In summary, the EEMD-SE-IWTD combined noise reduction method demonstrates superior performance by precisely separating noise from effective signal features, significantly improving noise reduction, maintaining signal features, and employing a reasonable evaluation method. This method not only offers theoretical advantages but also shows substantial performance improvements in applications with broad potential for future use.

5.7. Further Research Directions

Although the EEMD-SE-IWTD combined noise reduction method proposed in this paper has achieved good results in processing multi-layer through acceleration signals, some limitations remain. Future research can further explore and optimize the following aspects.
First, the scene dependency of sample entropy. The current sample entropy threshold (SE = 0.3) is set based on the typical signal structure characteristics (sample length, number of active waveform cycles) of multi-layer acceleration signals. In this scene, this threshold effectively separates noise from valid signals. However, when applied to other signal structures, the applicability of the threshold may be limited. Since the structural characteristics of different signals vary significantly, it is necessary to recalibrate the sample entropy threshold for different scenarios to ensure it adapts to the characteristics of the target signal, thereby enhancing the adaptability and universality of the noise reduction effect. Future research could explore more flexible methods for selecting the sample entropy threshold or combine adaptive algorithms to dynamically adjust the threshold based on the signal’s frequency characteristics.
Second, the computational complexity is relatively high. The EEMD-SE-IWTD method demonstrates significantly superior noise reduction performance compared to other approaches, particularly in complex noise environments.

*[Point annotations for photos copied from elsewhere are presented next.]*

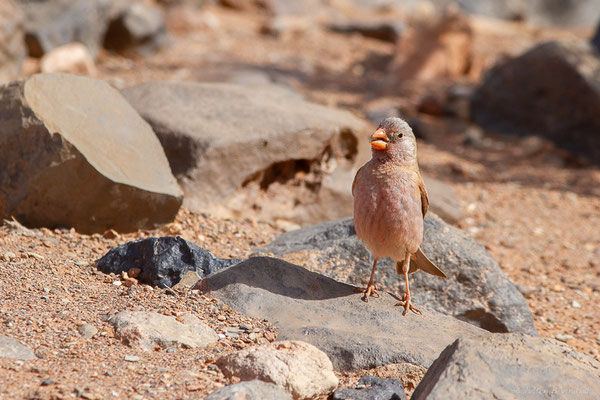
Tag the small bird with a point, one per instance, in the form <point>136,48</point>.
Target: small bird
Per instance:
<point>390,203</point>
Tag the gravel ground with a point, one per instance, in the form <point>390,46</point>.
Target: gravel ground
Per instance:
<point>536,209</point>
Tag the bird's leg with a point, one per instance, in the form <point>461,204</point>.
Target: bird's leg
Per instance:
<point>406,303</point>
<point>370,290</point>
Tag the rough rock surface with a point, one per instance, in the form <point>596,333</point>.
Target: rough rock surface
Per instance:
<point>476,290</point>
<point>510,366</point>
<point>250,390</point>
<point>150,329</point>
<point>163,261</point>
<point>373,389</point>
<point>221,138</point>
<point>300,368</point>
<point>88,161</point>
<point>140,25</point>
<point>523,96</point>
<point>10,348</point>
<point>12,47</point>
<point>331,315</point>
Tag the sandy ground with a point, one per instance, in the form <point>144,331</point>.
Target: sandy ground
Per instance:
<point>536,210</point>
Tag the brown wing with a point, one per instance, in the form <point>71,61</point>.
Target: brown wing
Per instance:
<point>424,198</point>
<point>354,181</point>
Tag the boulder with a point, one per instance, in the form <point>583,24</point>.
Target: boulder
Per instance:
<point>139,26</point>
<point>300,368</point>
<point>435,46</point>
<point>74,153</point>
<point>73,58</point>
<point>250,390</point>
<point>372,388</point>
<point>53,23</point>
<point>258,150</point>
<point>150,329</point>
<point>11,348</point>
<point>476,291</point>
<point>162,262</point>
<point>522,96</point>
<point>12,41</point>
<point>306,306</point>
<point>510,366</point>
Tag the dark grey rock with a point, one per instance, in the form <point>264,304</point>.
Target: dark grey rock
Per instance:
<point>10,348</point>
<point>510,366</point>
<point>250,390</point>
<point>387,31</point>
<point>476,291</point>
<point>375,389</point>
<point>88,161</point>
<point>331,315</point>
<point>222,138</point>
<point>163,261</point>
<point>140,26</point>
<point>522,96</point>
<point>12,41</point>
<point>53,23</point>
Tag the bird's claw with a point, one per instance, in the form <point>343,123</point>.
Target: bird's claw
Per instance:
<point>406,303</point>
<point>369,291</point>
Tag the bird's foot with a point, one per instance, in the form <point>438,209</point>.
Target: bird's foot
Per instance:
<point>369,291</point>
<point>407,304</point>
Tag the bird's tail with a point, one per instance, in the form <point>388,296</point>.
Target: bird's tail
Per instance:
<point>420,261</point>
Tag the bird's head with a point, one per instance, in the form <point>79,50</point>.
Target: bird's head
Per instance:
<point>394,140</point>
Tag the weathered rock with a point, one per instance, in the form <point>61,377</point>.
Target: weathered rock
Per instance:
<point>476,291</point>
<point>300,368</point>
<point>373,389</point>
<point>87,161</point>
<point>87,331</point>
<point>438,46</point>
<point>12,41</point>
<point>250,390</point>
<point>388,31</point>
<point>149,329</point>
<point>140,25</point>
<point>522,96</point>
<point>510,366</point>
<point>163,261</point>
<point>10,348</point>
<point>53,23</point>
<point>72,58</point>
<point>331,315</point>
<point>260,150</point>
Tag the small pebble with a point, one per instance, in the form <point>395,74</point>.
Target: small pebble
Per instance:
<point>563,337</point>
<point>87,331</point>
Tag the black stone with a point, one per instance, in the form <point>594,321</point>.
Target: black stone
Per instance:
<point>163,261</point>
<point>375,389</point>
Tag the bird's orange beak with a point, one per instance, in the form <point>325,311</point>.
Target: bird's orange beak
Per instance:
<point>379,140</point>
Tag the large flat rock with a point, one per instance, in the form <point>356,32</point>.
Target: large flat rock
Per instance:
<point>74,153</point>
<point>510,366</point>
<point>253,149</point>
<point>331,315</point>
<point>476,291</point>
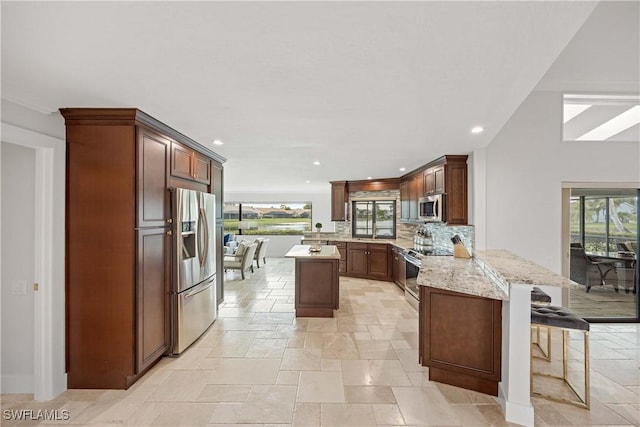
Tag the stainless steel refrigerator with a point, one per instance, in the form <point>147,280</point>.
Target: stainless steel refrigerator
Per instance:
<point>193,297</point>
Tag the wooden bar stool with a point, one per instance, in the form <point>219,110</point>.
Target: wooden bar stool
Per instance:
<point>561,318</point>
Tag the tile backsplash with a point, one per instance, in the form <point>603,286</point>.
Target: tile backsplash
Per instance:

However, it exhibits high computational complexity due to multiple steps, including signal decomposition, sample entropy calculation, and wavelet threshold denoising. This results in considerable time complexity, limiting its performance in real-time applications. In the future, the computational efficiency can be improved by optimizing the algorithms and integrating hardware acceleration technology.
By thoroughly studying these limitations and gradually overcoming them, the method described in this paper is expected to play a greater role in a wider range of applications, particularly in high-precision signal processing and practical applications in complex noise environments.

6. Conclusions

  • For multi-layer through-acceleration signals with high-speed transient complex features, this paper proposes an EEMD-SE-IWTD combined noise reduction method. This method uses EEMD to decompose the signal and obtain multi-layer IMF components. The IMF components are then divided using a sample entropy threshold (SE = 0.3), with high-entropy IMF components processed using IWTD to retain effective impact features. IMF components in the low-entropy region are not processed and are retained as effective transient feature components, ultimately reconstructing the denoised signal.
  • This paper also proposes a method for simulating high-speed transient complex feature multi-layer through-acceleration signals. Impact experiments are conducted using existing equipment to obtain clean multi-layers in acceleration signals, which are then overlaid with Gaussian white noise, pink noise, and Laplace noise sequences at different SNRin values (−10 dB, −5 dB, 0 dB, 5 dB, 10 dB) to generate simulated signals with varying SNRin.
  • To validate the effectiveness of the proposed method, noise reduction processing was performed on simulated complex multi-layer through-acceleration signals with different Gaussian white noise, pink noise, and Laplace noise sequences. The noise reduction performance of the EEMD-SE-IWTD method was compared with that of similar variants (EEMD-SE, CWTD, IWTD, and EEMD-SE-CWTD) and advanced noise reduction methods (CEEMDAN, VMD, and FSST). The experimental results show that the proposed method exhibits excellent noise reduction performance under signals containing white noise and Laplace noise. However, its noise reduction effectiveness is inferior to IWTD under signals containing pink noise at SNRin levels of −10 dB and −5 dB. Overall, the proposed method effectively preserves transient features while enhancing noise reduction performance, enabling efficient noise reduction for noisy signals. The main improvements are as follows. After EEMD decomposition, high-frequency spikes still exist in the high-entropy-region IMF components after CWTD denoising. At the same time, IWTD effectively eliminates these high-frequency spikes.
  • This paper addresses the issues in existing EEMD methods, where complex noise dominates the IMF decomposition, the division of effective feature components is overly subjective, and the complete removal of high-frequency components leads to unclear features. Through experimental verification of noise reduction in multi-layer penetration acceleration signals, the proposed method demonstrates higher kurtosis than other approaches. It preserves more effective transient features while achieving superior noise reduction performance. Applying this method to real-world signals enables both penetration layer identification and reconstruction analysis of the penetration process, providing significant practical value.
Future research can further enhance the applicability of this method by developing an adaptive modal threshold division mechanism. Additionally, improving the algorithm to enhance the computational efficiency could make it suitable for real-time detection. The method proposed in this paper effectively addresses the issue of high-frequency resonant noise masking effective transient features in acceleration signals. This method can also be applied to fields characterized by significant noise signals, such as mechanical fault diagnosis and geological exploration. It will be instrumental in the development of more dependable sensor systems suitable for complex dynamic environments.

Author Contributions

Conceptualization, H.S. and S.M.; methodology, H.S., T.T. and F.L.; software, H.S. and K.J.; validation, H.S., T.T. and K.J.; formal analysis, H.Z. and S.M.; investigation, H.S. and T.T.; data curation, H.S.; writing—original draft preparation, H.S.; writing—review and editing, S.M. and H.Z.; visualization, F.L.; supervision, S.M. All authors have read and agreed to the published version of the manuscript.

Funding

This research received no external funding.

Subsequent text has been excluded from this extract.